Von Don Michael Gurtner*
Frage: Das bedeutet zusammengefaßt: Die Kirche ist nicht als Opposition zur Welt zu sehen, aber doch als eigenständige, der Welt letztlich übergeordnete Größe?
Antwort: Richtig. Das eben Dargestellte bedeutet mitnichten, daß die Kirche gleichsam die protektive Oppositionsrolle einnehmen und alles Weltliche erst einmal präventiv ablehnen sollte. Ganz im Gegenteil: Wenn die Kirche von vorneherein alles Weltliche per se als schlecht ablehnen würde, dann würde sie sogar ihren eigenen Anliegen schaden. Denn wenn die Kirche auch dort ihr Nein sagt, wo es gar nicht nötig und nicht gerechtfertigt ist, dann hat ihr Nein auch dort weniger bis gar kein Gewicht, wo sie es tatsächlich sprechen muß. Weil dann alle sagen: „Die Kirche hat ja da und dort auch nein gesagt, also sagt sie auch diesmal nein, weil sie eh immer und zu allem nein sagt.“ Das ist die große Gefahr, wenn man sozusagen zu streng ist und die Ausgewogenheit abhandenkommt. Dann wird das gerechtfertigte Nein auch nicht mehr ernst genommen und verliert an Gewicht. Bleiben die Urteile der Kirche hingegen gerecht und sagt sie ja, wo sie nicht unbedingt nein sagen muß, so hat auch ein negatives Urteil, wenn es nötig ist, mehr Gewicht.

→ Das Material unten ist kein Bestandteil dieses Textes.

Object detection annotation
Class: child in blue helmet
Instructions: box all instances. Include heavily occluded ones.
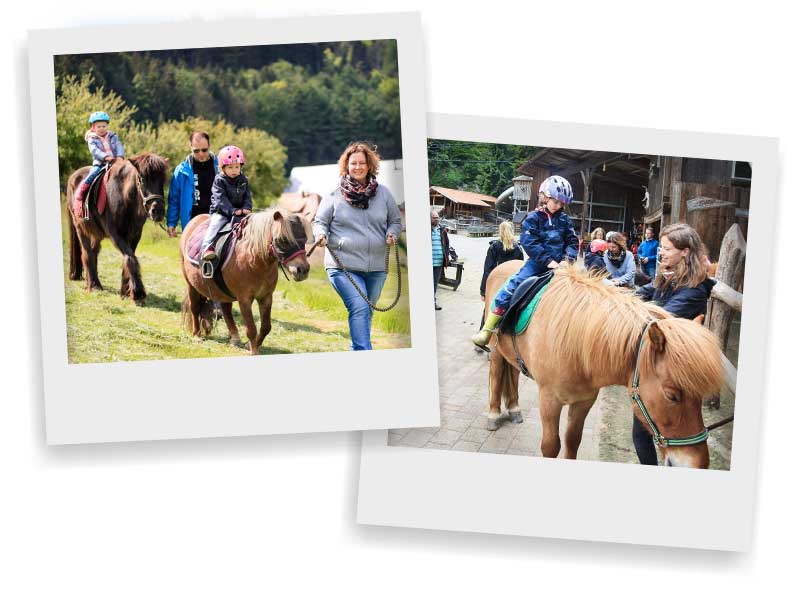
[75,112,125,219]
[472,176,578,347]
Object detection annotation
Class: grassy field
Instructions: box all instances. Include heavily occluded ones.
[63,205,411,363]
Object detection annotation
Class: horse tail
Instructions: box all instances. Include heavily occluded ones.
[181,286,217,337]
[67,212,83,281]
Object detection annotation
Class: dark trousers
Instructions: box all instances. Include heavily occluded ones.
[433,266,444,303]
[631,415,658,465]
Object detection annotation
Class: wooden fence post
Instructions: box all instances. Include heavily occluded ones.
[706,223,747,351]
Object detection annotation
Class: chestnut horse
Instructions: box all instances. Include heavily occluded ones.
[180,208,310,355]
[486,261,723,468]
[67,153,168,305]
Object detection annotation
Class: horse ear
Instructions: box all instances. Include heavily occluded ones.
[647,322,667,353]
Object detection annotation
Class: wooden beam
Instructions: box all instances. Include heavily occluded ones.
[711,281,742,312]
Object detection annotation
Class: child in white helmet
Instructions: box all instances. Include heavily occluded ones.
[472,176,578,347]
[74,111,125,219]
[200,145,253,260]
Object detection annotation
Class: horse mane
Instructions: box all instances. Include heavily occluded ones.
[128,153,169,178]
[535,267,723,398]
[242,207,295,260]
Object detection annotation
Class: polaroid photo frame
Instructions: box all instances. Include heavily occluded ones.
[357,114,777,551]
[29,13,439,444]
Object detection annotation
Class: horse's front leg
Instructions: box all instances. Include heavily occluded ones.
[239,298,258,355]
[564,395,597,459]
[256,294,272,347]
[539,386,563,459]
[219,302,242,345]
[76,231,103,291]
[110,232,147,306]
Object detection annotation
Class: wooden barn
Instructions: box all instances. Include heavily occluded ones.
[517,148,750,260]
[430,186,497,219]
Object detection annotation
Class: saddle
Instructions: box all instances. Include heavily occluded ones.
[185,217,247,299]
[497,271,553,337]
[83,165,111,215]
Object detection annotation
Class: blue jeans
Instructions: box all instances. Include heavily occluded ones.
[325,269,386,351]
[492,258,542,311]
[83,165,103,186]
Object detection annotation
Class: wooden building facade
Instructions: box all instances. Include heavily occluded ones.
[517,148,750,260]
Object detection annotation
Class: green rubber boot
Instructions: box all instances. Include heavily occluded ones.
[472,312,502,347]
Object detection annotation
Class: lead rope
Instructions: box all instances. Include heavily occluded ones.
[324,241,402,312]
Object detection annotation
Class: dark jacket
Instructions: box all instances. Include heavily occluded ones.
[519,209,578,275]
[481,240,525,295]
[636,278,716,318]
[583,252,606,271]
[209,173,253,219]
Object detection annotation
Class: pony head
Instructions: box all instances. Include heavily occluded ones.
[245,208,311,281]
[130,153,169,223]
[634,318,723,469]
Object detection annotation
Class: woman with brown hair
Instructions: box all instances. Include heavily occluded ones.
[313,141,402,351]
[632,223,715,465]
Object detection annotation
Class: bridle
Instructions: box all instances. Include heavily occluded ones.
[630,320,712,447]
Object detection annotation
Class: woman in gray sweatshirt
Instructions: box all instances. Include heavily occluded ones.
[313,142,402,351]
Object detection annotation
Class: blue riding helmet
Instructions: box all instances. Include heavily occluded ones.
[539,176,572,205]
[89,112,111,124]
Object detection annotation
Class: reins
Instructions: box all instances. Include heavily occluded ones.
[306,238,402,312]
[630,320,733,447]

Freilich kann es noch andere Gründe geben, weshalb man das Nein der Kirche zu gewissen Dingen nicht akzeptieren will, beispielsweise, weil man der Kirche generell keine Bedeutung beimißt, aber dann wird man ohnedies nie ernst genommen, egal, was man sagt oder tut.
In der gegenwärtigen Kirchenkrise ist aber leider die gegenläufige Tendenz zu beobachten, die noch fataler ist als ein übertriebenes Nein: nämlich zu allem ja und amen zu sagen und alles brav abzunicken, was Welt und Politik vorgeben, um allen irgendwie zu gefallen und auch überall „mitspielen“ zu dürfen im großen Weltentheater: weil eben vor der Welt nur ein Ja als „gültige“ Antwort gilt.
Das ist aber eine sehr billige Anbiederung an die Welt, eben auch wieder eine „Verweltlichung“, die zwar Kritik erspart, aber letztlich doch wieder nicht so recht ankommt, weil sich die Leute auch hier wieder – ganz zu Recht – betrogen fühlen und merken, daß es sich die Kirche letztlich nur bequem einrichten will und allen nach dem Mund redet. Solche Leute und Institutionen werden dann erst recht wieder nicht ernst genommen, und das auch mit einer gewissen Berechtigung.
Mit dieser Haltung, allen gefallen zu wollen, besonders der Politik und der Welt, hat die Kirche letztlich noch nie etwas gewonnen, erst recht nicht das, was sie sich erhoffte, und schon gar keine Seelen für den Himmel.
*Mag. Don Michael Gurtner ist ein aus Österreich stammender Diözesanpriester, der in der Zeit des öffentlichen Meßverbots diesem widerstanden und sich große Verdienste um den Zugang der Gläubigen zu den Sakramenten erworben hat. Die aktuelle Kolumne erscheint jeden Samstag.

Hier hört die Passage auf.